Do you have a smoking chimney or stove?
Your chimney or stove can produce smoke from the wrong end for a number of reasons, but what can you do to stop it?
Having your chimney swept regularly (at least once per year) including the flue connecting the stove to the chimney will keep it clear for flue gassses to pass through.
Regularly check for soot build up on your baffle plate, this is also known as a throat plate – it’s the plate that sits between the top of the stove and the fire box to deflect the flames from going up the flue. It also helps to keep heat inside the stove. Because a lot of the fires energy is focused on it, it can get very hot when the stove is in use – making any build up of soot or tar smoulder.
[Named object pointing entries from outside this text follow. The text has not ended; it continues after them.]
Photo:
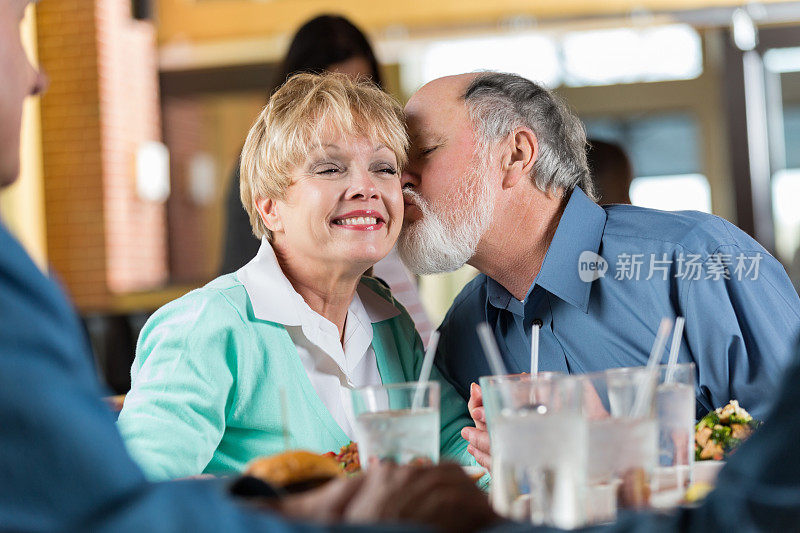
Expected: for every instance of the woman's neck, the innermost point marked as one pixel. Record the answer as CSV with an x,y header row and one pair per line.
x,y
327,289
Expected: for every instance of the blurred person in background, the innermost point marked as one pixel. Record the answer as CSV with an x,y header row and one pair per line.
x,y
327,43
320,180
611,171
63,464
497,178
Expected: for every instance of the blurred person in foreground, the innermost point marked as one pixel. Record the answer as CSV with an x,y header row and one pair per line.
x,y
321,183
611,171
497,178
63,464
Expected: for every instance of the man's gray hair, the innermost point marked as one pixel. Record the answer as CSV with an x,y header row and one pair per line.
x,y
498,103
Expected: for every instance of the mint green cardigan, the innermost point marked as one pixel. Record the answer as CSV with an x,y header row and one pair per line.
x,y
206,382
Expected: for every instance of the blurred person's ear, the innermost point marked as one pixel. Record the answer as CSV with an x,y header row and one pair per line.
x,y
518,156
267,209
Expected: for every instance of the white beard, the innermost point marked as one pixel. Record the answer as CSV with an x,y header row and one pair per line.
x,y
447,235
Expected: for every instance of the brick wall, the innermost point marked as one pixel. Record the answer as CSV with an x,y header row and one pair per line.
x,y
101,103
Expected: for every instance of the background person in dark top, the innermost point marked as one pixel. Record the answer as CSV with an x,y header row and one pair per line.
x,y
611,171
325,43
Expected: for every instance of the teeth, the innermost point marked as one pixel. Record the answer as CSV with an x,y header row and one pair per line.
x,y
357,221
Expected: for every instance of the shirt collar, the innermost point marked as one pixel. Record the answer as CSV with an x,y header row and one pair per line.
x,y
274,299
580,229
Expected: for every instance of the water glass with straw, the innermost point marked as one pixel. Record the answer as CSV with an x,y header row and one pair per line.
x,y
675,411
399,422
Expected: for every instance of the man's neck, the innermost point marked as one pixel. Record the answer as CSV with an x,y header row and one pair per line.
x,y
512,251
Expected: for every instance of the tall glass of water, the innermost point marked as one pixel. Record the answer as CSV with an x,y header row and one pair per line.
x,y
619,406
538,440
675,410
397,423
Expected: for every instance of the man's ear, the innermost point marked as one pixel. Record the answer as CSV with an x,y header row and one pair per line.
x,y
268,210
520,155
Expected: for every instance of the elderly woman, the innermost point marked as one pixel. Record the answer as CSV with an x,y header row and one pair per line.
x,y
263,359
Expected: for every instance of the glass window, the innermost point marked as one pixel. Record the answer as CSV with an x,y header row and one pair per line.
x,y
628,55
664,153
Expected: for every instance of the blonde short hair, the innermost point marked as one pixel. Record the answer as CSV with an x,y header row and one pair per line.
x,y
289,128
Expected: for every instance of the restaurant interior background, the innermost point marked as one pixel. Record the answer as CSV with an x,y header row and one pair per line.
x,y
127,157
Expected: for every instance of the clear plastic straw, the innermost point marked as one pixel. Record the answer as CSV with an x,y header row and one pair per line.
x,y
644,390
425,372
674,348
491,350
535,350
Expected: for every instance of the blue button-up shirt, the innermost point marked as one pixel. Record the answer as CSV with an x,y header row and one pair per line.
x,y
741,310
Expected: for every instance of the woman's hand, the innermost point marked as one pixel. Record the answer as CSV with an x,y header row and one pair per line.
x,y
478,437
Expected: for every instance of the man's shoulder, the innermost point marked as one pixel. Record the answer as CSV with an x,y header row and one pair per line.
x,y
693,231
21,280
469,304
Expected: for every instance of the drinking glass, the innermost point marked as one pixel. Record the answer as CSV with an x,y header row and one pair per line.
x,y
538,439
675,411
622,444
397,423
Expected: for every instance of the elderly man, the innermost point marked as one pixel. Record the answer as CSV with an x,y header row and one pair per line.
x,y
498,179
63,464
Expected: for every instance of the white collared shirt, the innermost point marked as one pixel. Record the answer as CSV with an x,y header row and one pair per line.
x,y
332,369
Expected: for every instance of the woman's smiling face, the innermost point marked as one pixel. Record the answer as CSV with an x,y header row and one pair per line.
x,y
344,204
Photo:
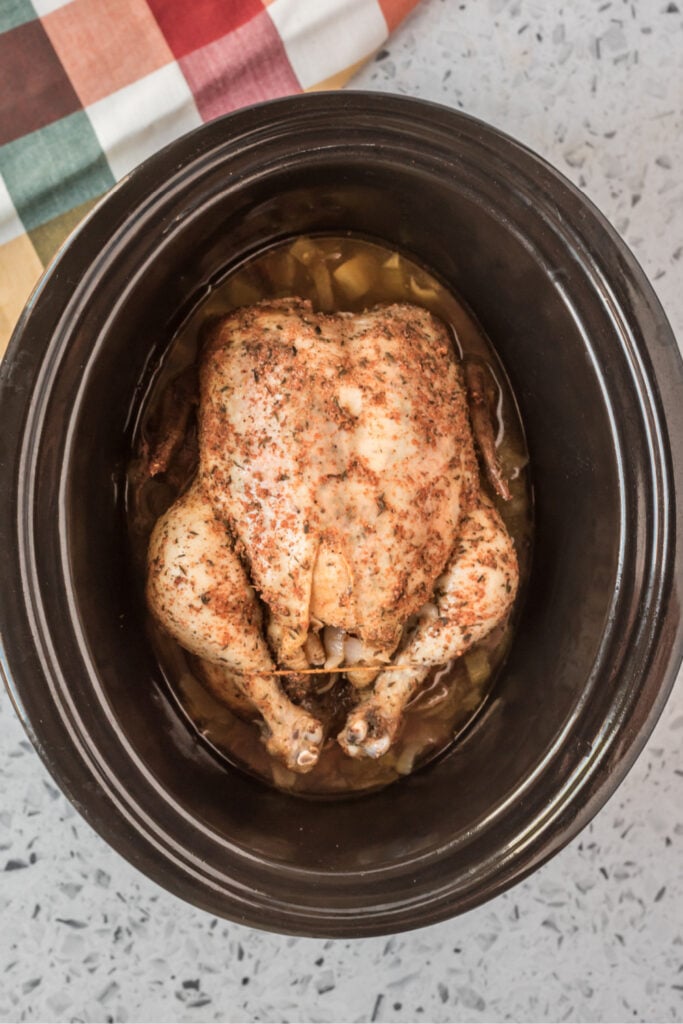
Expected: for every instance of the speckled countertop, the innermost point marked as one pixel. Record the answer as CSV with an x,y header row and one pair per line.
x,y
597,934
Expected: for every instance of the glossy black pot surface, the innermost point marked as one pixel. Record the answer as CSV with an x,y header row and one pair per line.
x,y
599,381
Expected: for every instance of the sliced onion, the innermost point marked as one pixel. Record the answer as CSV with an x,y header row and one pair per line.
x,y
333,640
354,650
314,649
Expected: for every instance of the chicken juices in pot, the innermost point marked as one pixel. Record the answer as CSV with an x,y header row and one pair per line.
x,y
334,547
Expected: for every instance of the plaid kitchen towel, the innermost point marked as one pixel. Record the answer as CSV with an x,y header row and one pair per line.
x,y
89,88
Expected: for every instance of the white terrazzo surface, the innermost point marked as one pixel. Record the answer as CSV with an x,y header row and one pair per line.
x,y
597,934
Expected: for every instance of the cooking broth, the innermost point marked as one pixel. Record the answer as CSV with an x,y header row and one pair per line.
x,y
336,273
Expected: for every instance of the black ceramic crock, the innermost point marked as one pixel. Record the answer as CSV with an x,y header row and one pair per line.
x,y
599,382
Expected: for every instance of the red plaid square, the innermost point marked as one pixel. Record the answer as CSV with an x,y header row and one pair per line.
x,y
245,67
34,87
187,26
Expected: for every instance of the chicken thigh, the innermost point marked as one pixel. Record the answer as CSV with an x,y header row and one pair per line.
x,y
337,480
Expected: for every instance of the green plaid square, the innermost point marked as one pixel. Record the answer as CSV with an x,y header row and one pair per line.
x,y
53,169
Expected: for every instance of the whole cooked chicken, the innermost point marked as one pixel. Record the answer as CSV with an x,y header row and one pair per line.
x,y
336,519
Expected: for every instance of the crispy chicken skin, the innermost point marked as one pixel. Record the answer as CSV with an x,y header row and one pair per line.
x,y
337,480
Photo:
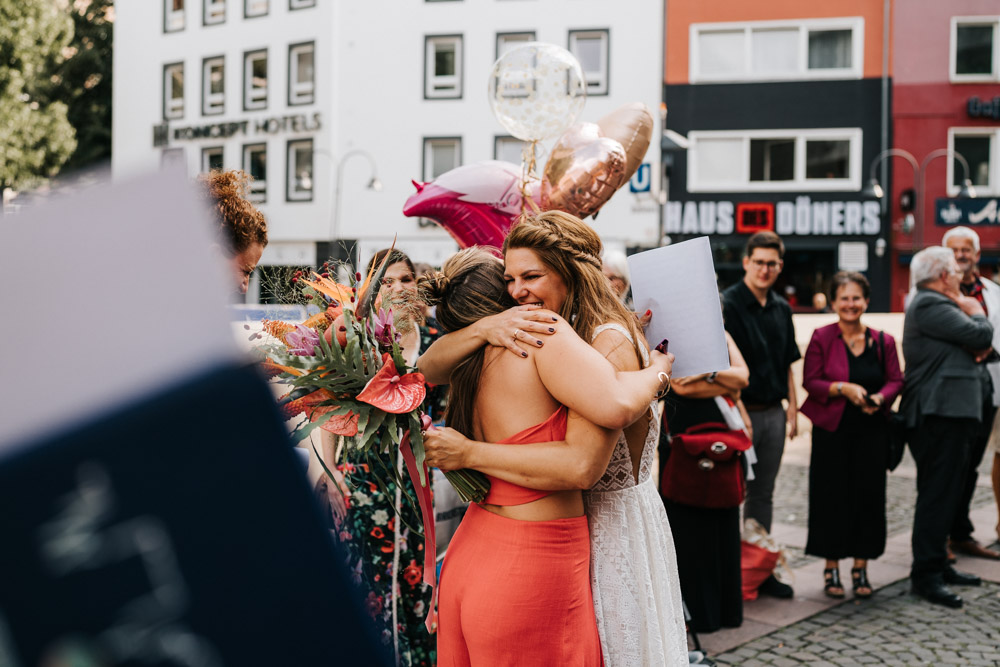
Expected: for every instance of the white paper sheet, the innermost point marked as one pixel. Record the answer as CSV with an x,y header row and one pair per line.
x,y
677,282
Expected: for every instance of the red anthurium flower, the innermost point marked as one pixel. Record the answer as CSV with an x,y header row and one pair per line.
x,y
391,392
346,425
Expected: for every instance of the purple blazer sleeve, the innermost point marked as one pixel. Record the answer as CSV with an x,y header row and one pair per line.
x,y
894,376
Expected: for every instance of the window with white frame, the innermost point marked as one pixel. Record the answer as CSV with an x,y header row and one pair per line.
x,y
255,164
774,160
173,91
441,154
511,40
173,15
173,158
252,8
443,67
211,158
975,48
591,48
214,11
508,149
213,86
980,146
300,170
777,50
301,73
255,80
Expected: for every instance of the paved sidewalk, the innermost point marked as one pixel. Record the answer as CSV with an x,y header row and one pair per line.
x,y
894,626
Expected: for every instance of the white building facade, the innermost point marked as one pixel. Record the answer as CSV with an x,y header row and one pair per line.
x,y
316,98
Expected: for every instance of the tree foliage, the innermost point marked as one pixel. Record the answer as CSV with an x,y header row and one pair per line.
x,y
83,81
36,137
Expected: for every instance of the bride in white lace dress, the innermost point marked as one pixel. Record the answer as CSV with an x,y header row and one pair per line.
x,y
553,261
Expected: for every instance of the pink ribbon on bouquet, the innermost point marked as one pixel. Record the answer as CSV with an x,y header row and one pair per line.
x,y
430,539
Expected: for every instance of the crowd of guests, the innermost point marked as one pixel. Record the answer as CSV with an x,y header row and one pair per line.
x,y
557,398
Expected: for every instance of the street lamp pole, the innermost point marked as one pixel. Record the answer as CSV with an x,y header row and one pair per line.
x,y
373,184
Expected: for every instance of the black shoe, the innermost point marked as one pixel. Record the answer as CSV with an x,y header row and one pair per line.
x,y
956,578
938,593
775,588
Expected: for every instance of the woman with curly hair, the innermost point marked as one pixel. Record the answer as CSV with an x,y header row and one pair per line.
x,y
238,222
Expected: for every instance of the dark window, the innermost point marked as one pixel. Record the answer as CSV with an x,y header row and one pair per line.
x,y
974,49
772,159
828,159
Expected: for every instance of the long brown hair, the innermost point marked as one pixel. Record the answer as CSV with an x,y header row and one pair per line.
x,y
469,287
572,249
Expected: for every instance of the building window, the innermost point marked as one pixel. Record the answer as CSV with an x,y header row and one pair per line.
x,y
301,74
173,158
443,67
591,48
980,146
777,50
214,12
975,48
255,80
173,15
253,8
511,40
173,91
508,149
255,164
211,158
300,170
774,160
Do you have a damper fitted to your stove or flue? check this is working correctly and also free from soot build up.
Check that all joints on the stove that are supposed to be sealed, are sealed. If any need to be re-sealed you can use fire cement to do so.
Check the fire rope seals in your stove around the doors and glass, replace any that are missing or frayed.
Ensure that your chimney has enough height to draw effectively, the recommended height is 4.5 metres although some chimneys work with less height.
You may need to have your chimney lined, lining a chimney can increase a stoves performance and save you money on fuel.
Ensure your cowl and chimney pot are the correct size and type for your chimney.
Is the weather effecting you?
Strong winds can create pressure differences outside the chimney which cause air to be sucked down the chimney instead of blown out. You may be able to solve this with a chimney fan or an anti down draught cowl, H pots or rotating cowl.
Cold weather and rain can also effect the chimney if a suitable cowl is not used as the wether can enter the chimney and cool the rising gasses.
Does your stove require additional ventilation?
A fire requires oxygen in order to burn so current building regulations state that for each Kw over 5 the stove is rated at, 550 sq mm of ventilation is required to help the stove burn. This can be in the form of an airbrick or a ventilator near the stove. Without enough ventalation the fire cannot find the energy to burn hot, this produces colder gasses which fall back into the stove.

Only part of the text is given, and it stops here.